Well, City Council President Michael Ross earned himself a massive slice of respect and public gratitude last week, when he pledged to reject the firefighters’ union’s new four-year, $74 million contract — unless the union returns to the bargaining table and grants meaningful concessions.
The contract — which would grant firefighters a total pay hike of 19 percent — is the product of arbitration and must be ratified by the City Council as part of Mayor Thomas Menino’s 2011 budget. At a time when workers in the private sector have seen their salaries and benefits frozen or reduced, and the jobs of many co-workers eliminated, this contract arrives for consideration as if it came from another planet, from a galaxy far, far away.

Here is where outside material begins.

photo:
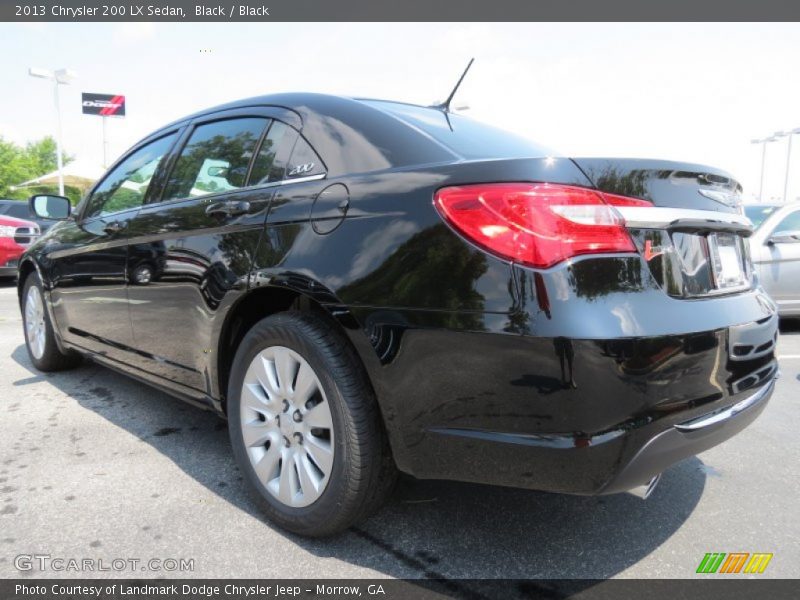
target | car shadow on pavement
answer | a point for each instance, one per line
(428, 529)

Ross was most forceful in rejecting the idea that the city should have to compensate firefighters for taking drug and alcohol tests. Ross put it clearly when he said that taxpayers should not “have to pay for a firefighter to show up sober for work.”
To date, Ross and Councilor Chuck Turner are the only two members who have publicly pledged to vote against this costly and dangerous contract. We urge other members to join them.